North Dakota Anti-Abortion Activists Attempt to Re-open Roe v Wade Debate
America has no 'culture war' about legal abortion rights: only an extreme minority wants to replay the issue in the supreme court
If you enjoyed this week's supreme court gay marriage marathon, then get ready for the sequel. Coming soon to the supremes, thanks to a slew of radical state laws: women's right to legal abortion, relitigated.
On Tuesday, Republican Governor Jack Dalrymple of North Dakota signed a ban on abortion after the detection of an embryonic heartbeat, evident as early as six weeks into pregnancy through (you guessed it) transvaginal ultrasound. That was just one of three far-reaching anti-abortion bills he signed. Earlier this month, a similar fetal heartbeat bill became law in Arkansas, after the GOP-controlled legislature overrode the Democratic governor's veto. Kansas, Mississippi, and other states are also considering fetal heartbeat bills; so-called "personhood" measures are advancing in North Dakota and other states.

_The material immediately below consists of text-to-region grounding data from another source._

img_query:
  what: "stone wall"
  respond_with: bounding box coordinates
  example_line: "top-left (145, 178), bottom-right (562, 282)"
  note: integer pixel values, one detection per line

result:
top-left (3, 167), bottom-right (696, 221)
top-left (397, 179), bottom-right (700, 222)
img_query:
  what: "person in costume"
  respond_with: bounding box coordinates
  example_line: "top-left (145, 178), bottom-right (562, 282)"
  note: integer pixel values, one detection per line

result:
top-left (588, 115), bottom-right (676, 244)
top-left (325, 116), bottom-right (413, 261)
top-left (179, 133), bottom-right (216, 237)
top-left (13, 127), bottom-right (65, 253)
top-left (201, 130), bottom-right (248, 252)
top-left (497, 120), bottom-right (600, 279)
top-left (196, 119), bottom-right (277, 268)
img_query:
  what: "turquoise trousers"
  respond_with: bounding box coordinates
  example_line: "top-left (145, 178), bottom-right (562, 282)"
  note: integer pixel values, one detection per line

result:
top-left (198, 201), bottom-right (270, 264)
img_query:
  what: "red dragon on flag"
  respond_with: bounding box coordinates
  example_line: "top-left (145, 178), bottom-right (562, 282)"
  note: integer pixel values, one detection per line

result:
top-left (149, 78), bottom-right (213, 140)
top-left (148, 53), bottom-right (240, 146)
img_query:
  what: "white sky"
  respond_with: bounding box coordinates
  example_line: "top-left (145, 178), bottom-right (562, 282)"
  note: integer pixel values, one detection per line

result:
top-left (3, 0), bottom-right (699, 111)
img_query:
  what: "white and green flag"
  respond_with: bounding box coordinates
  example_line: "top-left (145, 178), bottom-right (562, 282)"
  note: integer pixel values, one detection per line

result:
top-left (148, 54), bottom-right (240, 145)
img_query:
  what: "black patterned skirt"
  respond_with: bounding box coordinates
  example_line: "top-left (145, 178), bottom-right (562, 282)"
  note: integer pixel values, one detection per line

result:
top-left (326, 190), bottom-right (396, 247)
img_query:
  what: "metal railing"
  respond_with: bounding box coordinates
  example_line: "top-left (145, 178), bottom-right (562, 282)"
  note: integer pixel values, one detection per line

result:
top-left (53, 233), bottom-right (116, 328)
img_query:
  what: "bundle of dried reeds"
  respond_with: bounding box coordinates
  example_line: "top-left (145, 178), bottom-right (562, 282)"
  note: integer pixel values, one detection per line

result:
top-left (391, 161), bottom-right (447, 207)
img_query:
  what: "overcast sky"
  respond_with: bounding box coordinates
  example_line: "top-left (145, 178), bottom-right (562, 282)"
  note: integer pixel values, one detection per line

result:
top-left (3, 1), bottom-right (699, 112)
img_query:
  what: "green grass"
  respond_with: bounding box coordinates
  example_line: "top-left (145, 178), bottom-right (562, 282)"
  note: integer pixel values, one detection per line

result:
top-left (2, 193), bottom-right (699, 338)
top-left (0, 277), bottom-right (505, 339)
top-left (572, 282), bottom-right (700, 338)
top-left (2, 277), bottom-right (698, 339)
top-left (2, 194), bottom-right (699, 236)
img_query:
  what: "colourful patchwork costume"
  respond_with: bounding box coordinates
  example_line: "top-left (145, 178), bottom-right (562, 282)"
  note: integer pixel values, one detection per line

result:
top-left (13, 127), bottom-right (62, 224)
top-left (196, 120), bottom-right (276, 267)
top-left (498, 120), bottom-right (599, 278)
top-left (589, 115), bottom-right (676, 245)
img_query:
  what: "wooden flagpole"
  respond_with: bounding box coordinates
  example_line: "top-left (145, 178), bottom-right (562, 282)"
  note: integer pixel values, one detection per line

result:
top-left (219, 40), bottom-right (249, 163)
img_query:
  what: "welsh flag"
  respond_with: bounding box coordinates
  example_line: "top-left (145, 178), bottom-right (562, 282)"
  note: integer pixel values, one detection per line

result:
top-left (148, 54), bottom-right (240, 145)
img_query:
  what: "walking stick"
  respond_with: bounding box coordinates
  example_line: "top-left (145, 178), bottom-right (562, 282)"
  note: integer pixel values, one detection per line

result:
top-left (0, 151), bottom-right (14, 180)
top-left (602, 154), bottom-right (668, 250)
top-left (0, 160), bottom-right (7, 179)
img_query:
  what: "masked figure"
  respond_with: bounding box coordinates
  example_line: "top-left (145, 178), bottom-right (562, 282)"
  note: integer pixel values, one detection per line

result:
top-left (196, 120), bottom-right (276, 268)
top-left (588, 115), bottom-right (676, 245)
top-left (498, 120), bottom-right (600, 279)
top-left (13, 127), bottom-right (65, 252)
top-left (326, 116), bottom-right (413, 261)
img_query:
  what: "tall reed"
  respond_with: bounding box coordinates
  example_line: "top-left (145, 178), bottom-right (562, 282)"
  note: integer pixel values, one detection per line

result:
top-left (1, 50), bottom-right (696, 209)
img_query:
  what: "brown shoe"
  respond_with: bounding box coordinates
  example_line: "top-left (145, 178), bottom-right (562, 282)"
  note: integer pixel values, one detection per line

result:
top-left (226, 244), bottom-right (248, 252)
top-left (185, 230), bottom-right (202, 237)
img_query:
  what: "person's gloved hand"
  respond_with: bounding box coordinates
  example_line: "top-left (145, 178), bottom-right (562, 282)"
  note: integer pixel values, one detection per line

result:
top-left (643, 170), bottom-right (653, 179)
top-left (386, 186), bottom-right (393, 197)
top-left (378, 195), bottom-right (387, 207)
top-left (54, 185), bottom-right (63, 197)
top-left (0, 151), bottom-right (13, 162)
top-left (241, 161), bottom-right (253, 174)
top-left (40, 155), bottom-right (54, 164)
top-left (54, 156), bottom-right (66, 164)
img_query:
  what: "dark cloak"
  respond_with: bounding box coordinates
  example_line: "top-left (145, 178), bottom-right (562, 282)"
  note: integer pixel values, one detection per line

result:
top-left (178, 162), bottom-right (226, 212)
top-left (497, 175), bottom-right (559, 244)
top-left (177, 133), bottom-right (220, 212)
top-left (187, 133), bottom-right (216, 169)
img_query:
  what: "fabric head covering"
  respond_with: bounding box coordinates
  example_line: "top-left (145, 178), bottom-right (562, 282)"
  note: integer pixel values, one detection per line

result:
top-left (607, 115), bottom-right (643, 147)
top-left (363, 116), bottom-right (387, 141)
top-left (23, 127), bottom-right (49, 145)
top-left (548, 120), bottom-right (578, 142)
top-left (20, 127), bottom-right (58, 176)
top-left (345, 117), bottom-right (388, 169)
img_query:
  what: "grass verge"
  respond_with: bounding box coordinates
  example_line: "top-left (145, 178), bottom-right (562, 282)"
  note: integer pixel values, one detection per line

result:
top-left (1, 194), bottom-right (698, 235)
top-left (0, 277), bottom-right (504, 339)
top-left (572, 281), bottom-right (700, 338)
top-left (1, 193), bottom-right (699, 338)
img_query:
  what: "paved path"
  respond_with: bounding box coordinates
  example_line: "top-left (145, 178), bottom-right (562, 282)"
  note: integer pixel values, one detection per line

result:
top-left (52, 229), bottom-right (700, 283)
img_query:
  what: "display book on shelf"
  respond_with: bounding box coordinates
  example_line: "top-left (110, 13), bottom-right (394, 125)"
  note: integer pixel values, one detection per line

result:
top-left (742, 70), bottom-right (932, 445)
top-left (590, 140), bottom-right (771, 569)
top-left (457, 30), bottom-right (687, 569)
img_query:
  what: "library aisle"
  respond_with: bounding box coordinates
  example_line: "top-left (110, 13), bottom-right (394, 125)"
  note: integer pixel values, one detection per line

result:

The practical impact on women's access to abortion in these states will be devastating. But that's not the ultimate point of the laws. In his formal statement, North Dakota's governor called the fetal heartbeat bill "a legitimate attempt by a state legislature to discover the boundaries of Roe v Wade". The sponsor of a similar bill in Ohio was more direct:
"There is a crack in the door in Roe versus Wade and we're going through it."
Forty years after a woman's legal right to abortion was enshrined in the US, the real object is to goad the supreme court into reconsidering its 1973 decision.
It's no secret to anyone who followed the 2012 elections that the right and the GOP hope to overturn Roe. With several laws now teed up for the supreme court's consideration, the good news for those who support reproductive freedom is that Roe has broad support. According to the 2012 exit polls, 59% of voters favored legal abortion. A recent NBC/ Wall Street Journal poll (pdf) showed 70% opposed to overturning Roe.
Yet, as we've seen from the same-sex marriage cases, part of the battle will be over how Americans and the justices themselves assess the appropriate role for the court in divisive social issues. For that reason, with abortion potentially headed back to the court, it's time for those who support reproductive freedom to challenge the pervasive misunderstanding of Roe's political and social impact.
Conventional wisdom holds that the supreme court got ahead of public opinion on abortion, cut off a healthy political debate, stopped rational incremental reform in its tracks, polarized the nation, and ultimately undermined the cause.
Just about every count of this indictment is wrong, as law professors Reva B Siegel and Linda Greenhouse have shown again and again in their debunking of the Roe backlash narrative. At the time the Court heard Roe, 64% of Americans supported abortion decriminalization. State-by-state abortion law reform had already stalled, thanks largely to lobbying by the Catholic Church. Yet Roe did not spark a spontaneous rightwing backlash. As I detail in my book Delirium: The Politics of Sex in America, it was the Equal Rights Amendment and other issues surrounding women's equality, not Roe v Wade, that mobilized fundamentalists into rightwing politics and the GOP.
In short, Roe v Wade did not catalyze the "culture war" or cause America's political polarization. The decision retains broad popular support.
The lesson many have drawn from the false Roe backlash narrative is that contested social issues should be kept out of the courts. But the relentless effort to chip away at the right to legal abortion over the last 30 years proves exactly the opposite of what Roe's detractors claim. A small minority of anti-abortion activists, through savvy lobbying and political organizing, has been able to sway state lawmakers to adopt unpopular laws that infringe on individual liberty. Those who say let legislatures do their work, should consider that only 9% of Americans favor laws such as North Dakota and Arkansas have recently enacted.
Upholding Roe 21 years ago, Anthony M Kennedy and two other Republican justices wrote, in Planned Parenthood v Casey:
"At the heart of liberty is the right to define one's own concept of existence, of meaning, of the universe and of the mystery of human life."
In Eisenstadt v Baird, a landmark case legalizing birth control for unmarried individuals, Republican Justice William Brennan wrote:
"If the right of privacy means anything, it is the right of the individual, married or single, to be free from unwarranted governmental intrusion into matters so fundamentally affecting a person as the decision whether to bear or beget a child."
These eloquent paeans to our constitutionally protected freedom remind us why certain decisions belong in the courts, not in legislatures vulnerable to lobbying by well-organized – and often unpopular – special interests. But for Roe v Wade, American women would have long ago effectively lost the ability to decide when and if we bear children.
This week the US supreme court seemed wary of getting ahead of the legislative process on marriage equality. To those who claim marriage equality is inevitable and advise the supreme court to bide its time, the battles over abortion rights offer a cautionary tale. More to the point, the tsunami of radical anti-abortion laws headed their way should remind the supremes of the necessary role they play in America's constitutional democracy.